Google lança Gemini 3.1 Pro com salto no raciocínio e foco em custos
Gemini 3.1 Pro promete mais do dobro da performance de raciocínio face ao modelo anterior, mantendo o preço e chegando em pré-visualização a várias plataformas Google.
Resumo
A Google lançou o Gemini 3.1 Pro, a primeira atualização “.1” da série, com um salto significativo na capacidade de raciocínio em relação ao Gemini 3 Pro. O modelo atinge 77,1% no benchmark ARC-AGI-2, contra 31,1% do antecessor, e lidera agora seis em dez avaliações no índice de inteligência da Artificial Analysis.

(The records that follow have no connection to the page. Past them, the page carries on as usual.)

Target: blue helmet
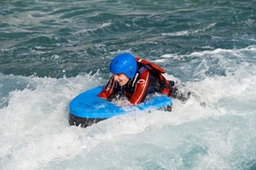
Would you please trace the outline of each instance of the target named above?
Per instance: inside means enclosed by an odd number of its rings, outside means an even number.
[[[137,71],[137,61],[132,54],[124,53],[112,60],[109,69],[113,74],[124,73],[128,78],[133,78]]]

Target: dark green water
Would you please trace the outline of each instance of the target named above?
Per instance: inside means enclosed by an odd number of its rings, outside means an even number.
[[[180,58],[247,48],[255,44],[254,3],[1,1],[0,72],[74,76],[108,72],[110,60],[124,51],[154,60],[166,54]],[[170,59],[161,65],[182,76],[181,65],[195,66],[195,60]]]
[[[197,96],[69,127],[123,52]],[[255,87],[255,0],[0,1],[0,169],[253,170]]]

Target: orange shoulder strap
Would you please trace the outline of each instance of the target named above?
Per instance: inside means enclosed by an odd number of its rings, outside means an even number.
[[[143,60],[143,59],[139,59],[139,58],[136,58],[136,60],[138,63],[150,65],[152,69],[156,70],[157,71],[160,71],[160,73],[166,72],[166,71],[163,68],[161,68],[160,66],[158,66],[157,65],[155,65],[150,61],[148,61],[148,60]]]

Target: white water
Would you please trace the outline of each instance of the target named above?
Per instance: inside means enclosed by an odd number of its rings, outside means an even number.
[[[0,169],[255,168],[255,61],[230,63],[219,53],[191,54],[216,55],[228,71],[223,76],[198,71],[205,78],[184,82],[196,96],[186,103],[174,99],[172,112],[137,112],[87,128],[68,125],[68,103],[104,82],[100,74],[0,75]]]

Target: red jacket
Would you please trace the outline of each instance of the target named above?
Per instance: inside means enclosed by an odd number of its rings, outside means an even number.
[[[170,96],[172,87],[169,82],[161,75],[161,73],[165,73],[165,71],[149,61],[138,58],[136,60],[138,69],[134,78],[130,79],[125,86],[120,87],[114,82],[112,76],[98,96],[108,99],[115,93],[122,93],[132,105],[140,104],[148,94],[153,93],[162,93]]]

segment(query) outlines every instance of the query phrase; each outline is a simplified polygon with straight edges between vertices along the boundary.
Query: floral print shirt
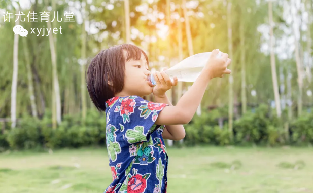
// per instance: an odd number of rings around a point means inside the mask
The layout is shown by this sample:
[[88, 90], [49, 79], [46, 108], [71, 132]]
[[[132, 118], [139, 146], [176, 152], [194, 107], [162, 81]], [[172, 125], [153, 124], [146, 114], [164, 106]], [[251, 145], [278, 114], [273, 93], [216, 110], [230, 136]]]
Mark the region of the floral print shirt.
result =
[[112, 182], [105, 193], [164, 193], [168, 157], [162, 133], [154, 124], [167, 104], [138, 96], [106, 102], [106, 141]]

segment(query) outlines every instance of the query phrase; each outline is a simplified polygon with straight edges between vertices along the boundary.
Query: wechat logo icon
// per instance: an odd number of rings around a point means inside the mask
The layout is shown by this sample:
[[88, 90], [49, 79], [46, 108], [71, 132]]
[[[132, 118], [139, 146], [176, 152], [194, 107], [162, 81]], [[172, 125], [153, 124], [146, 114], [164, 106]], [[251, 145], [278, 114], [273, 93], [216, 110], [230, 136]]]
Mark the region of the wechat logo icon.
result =
[[28, 31], [27, 29], [24, 29], [24, 27], [21, 25], [15, 26], [13, 27], [13, 32], [14, 32], [14, 35], [19, 34], [22, 37], [26, 37], [28, 34]]

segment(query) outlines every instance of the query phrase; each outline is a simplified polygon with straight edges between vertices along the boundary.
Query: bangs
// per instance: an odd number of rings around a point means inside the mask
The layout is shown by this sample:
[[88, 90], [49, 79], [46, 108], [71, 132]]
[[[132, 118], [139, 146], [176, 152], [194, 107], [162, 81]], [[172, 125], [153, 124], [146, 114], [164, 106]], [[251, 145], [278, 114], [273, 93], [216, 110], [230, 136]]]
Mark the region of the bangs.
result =
[[[134, 60], [139, 60], [141, 57], [142, 53], [145, 56], [147, 63], [149, 66], [149, 60], [147, 54], [143, 50], [139, 47], [131, 44], [122, 44], [122, 49], [126, 51], [125, 61], [128, 61], [131, 59]], [[123, 55], [124, 56], [124, 55]]]

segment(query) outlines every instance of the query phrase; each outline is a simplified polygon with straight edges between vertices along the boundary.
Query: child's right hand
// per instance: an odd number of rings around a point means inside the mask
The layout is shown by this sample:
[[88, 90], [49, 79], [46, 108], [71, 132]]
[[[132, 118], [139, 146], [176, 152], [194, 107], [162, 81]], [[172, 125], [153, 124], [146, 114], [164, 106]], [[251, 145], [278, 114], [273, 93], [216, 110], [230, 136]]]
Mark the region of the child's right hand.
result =
[[216, 77], [222, 78], [224, 74], [229, 74], [231, 72], [230, 70], [227, 69], [227, 66], [231, 62], [231, 60], [228, 58], [228, 54], [222, 53], [222, 57], [217, 58], [217, 55], [219, 52], [219, 49], [212, 51], [204, 67], [210, 79]]

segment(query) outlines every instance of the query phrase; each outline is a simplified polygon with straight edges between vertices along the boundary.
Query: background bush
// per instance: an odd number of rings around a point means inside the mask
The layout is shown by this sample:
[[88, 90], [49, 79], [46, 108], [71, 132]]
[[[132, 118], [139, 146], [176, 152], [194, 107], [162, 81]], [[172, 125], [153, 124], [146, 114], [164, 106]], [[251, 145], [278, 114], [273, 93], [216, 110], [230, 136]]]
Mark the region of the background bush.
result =
[[[225, 109], [226, 107], [214, 109], [203, 112], [200, 117], [195, 115], [191, 122], [184, 126], [186, 134], [184, 145], [276, 146], [313, 143], [313, 114], [283, 123], [282, 119], [272, 113], [267, 105], [261, 105], [254, 111], [255, 112], [248, 112], [234, 120], [233, 133], [230, 133], [227, 118], [220, 118], [227, 117]], [[40, 120], [24, 117], [15, 129], [11, 129], [10, 124], [7, 123], [4, 132], [0, 134], [0, 150], [105, 145], [104, 113], [95, 110], [88, 111], [85, 124], [81, 122], [80, 114], [65, 115], [56, 129], [52, 129], [50, 113], [46, 114]]]

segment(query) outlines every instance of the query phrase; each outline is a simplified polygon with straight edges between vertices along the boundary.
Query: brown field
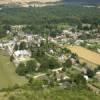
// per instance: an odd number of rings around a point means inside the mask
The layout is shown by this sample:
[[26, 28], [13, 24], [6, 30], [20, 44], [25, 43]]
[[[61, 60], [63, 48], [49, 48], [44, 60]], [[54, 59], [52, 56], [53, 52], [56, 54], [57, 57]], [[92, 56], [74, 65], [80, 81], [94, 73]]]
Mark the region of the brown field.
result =
[[83, 58], [91, 63], [100, 65], [100, 54], [90, 51], [80, 46], [66, 46], [73, 53], [76, 53], [80, 58]]

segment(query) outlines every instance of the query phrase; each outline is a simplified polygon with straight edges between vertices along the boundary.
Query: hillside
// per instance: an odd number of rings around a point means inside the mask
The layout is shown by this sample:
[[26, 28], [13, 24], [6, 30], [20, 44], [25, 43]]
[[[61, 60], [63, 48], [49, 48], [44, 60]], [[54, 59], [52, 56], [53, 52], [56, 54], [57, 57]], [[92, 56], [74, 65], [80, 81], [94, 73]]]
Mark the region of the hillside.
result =
[[98, 4], [100, 0], [63, 0], [69, 3], [85, 3], [85, 4]]
[[29, 2], [56, 2], [59, 0], [0, 0], [0, 4], [9, 4], [9, 3], [29, 3]]

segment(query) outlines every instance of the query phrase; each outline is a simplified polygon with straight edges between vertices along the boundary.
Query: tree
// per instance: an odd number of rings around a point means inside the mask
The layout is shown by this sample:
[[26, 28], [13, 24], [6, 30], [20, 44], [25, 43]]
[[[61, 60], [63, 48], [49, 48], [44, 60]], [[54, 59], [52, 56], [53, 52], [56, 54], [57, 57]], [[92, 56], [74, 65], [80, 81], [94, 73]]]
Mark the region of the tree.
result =
[[82, 88], [84, 86], [86, 86], [86, 79], [83, 77], [82, 74], [76, 74], [74, 77], [73, 77], [73, 80], [74, 82], [76, 83], [76, 85], [79, 87], [79, 88]]
[[71, 61], [70, 59], [67, 59], [67, 60], [65, 61], [65, 63], [63, 63], [63, 66], [64, 66], [65, 68], [70, 68], [70, 67], [72, 66], [72, 61]]
[[13, 60], [14, 60], [14, 56], [11, 55], [11, 56], [10, 56], [10, 61], [12, 62]]
[[21, 76], [24, 76], [27, 73], [26, 66], [24, 63], [20, 63], [18, 65], [18, 67], [16, 68], [16, 73], [18, 73]]
[[19, 45], [19, 49], [20, 49], [20, 50], [24, 50], [24, 49], [26, 49], [26, 48], [27, 48], [26, 42], [21, 42], [20, 45]]
[[28, 73], [34, 72], [36, 70], [36, 68], [37, 68], [36, 61], [34, 61], [34, 60], [27, 61], [26, 70], [27, 70]]
[[54, 69], [54, 68], [58, 68], [60, 67], [60, 64], [58, 63], [58, 61], [55, 58], [50, 58], [48, 60], [48, 68], [50, 69]]
[[18, 48], [19, 48], [19, 46], [17, 44], [15, 44], [14, 50], [16, 51], [16, 50], [18, 50]]
[[87, 68], [87, 76], [92, 78], [94, 76], [94, 71], [89, 69], [89, 68]]

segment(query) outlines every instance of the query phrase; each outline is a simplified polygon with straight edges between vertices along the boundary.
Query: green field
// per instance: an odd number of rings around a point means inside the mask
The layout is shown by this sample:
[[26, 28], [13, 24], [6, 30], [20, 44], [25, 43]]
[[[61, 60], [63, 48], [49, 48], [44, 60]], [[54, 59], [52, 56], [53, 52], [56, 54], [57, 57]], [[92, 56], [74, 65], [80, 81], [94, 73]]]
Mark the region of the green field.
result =
[[5, 51], [0, 50], [0, 89], [22, 85], [26, 82], [24, 77], [15, 73], [15, 66], [10, 62], [9, 56]]

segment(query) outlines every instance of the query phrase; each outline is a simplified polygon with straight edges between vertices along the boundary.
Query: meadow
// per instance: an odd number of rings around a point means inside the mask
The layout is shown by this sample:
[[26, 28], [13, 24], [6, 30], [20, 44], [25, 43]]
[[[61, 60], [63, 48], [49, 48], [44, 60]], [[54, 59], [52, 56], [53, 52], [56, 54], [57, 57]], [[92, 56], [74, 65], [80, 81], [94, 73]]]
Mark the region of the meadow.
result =
[[6, 51], [0, 50], [0, 89], [9, 88], [16, 84], [23, 85], [27, 82], [24, 77], [16, 74], [15, 69]]
[[67, 46], [73, 53], [76, 53], [80, 58], [85, 59], [96, 65], [100, 65], [100, 54], [80, 46]]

Segundo a empresa, o modelo integra melhorias de raciocínio do Gemini 3 Deep Think numa versão mais acessível para programadores e utilizadores finais. Apesar do avanço técnico, a Google mantém o mesmo preço da geração anterior: 2 dólares por milhão de tokens de entrada e 12 dólares por milhão de tokens de saída.
A Artificial Analysis afirma que o Gemini 3.1 Pro custa menos de metade dos modelos de topo rivais para correr testes de benchmark comparáveis. O lançamento surge como uma tentativa clara de reposicionar a Google na corrida da IA face a concorrentes como a OpenAI e a Anthropic.
Na prática
O Gemini 3.1 Pro fica disponível em pré-visualização através da API Gemini no Google AI Studio, na linha de comando Gemini CLI, na plataforma de desenvolvimento agentic Google Antigravity e no Android Studio. Nas empresas, o modelo passa a poder ser usado via Vertex AI e através das ofertas Gemini Enterprise.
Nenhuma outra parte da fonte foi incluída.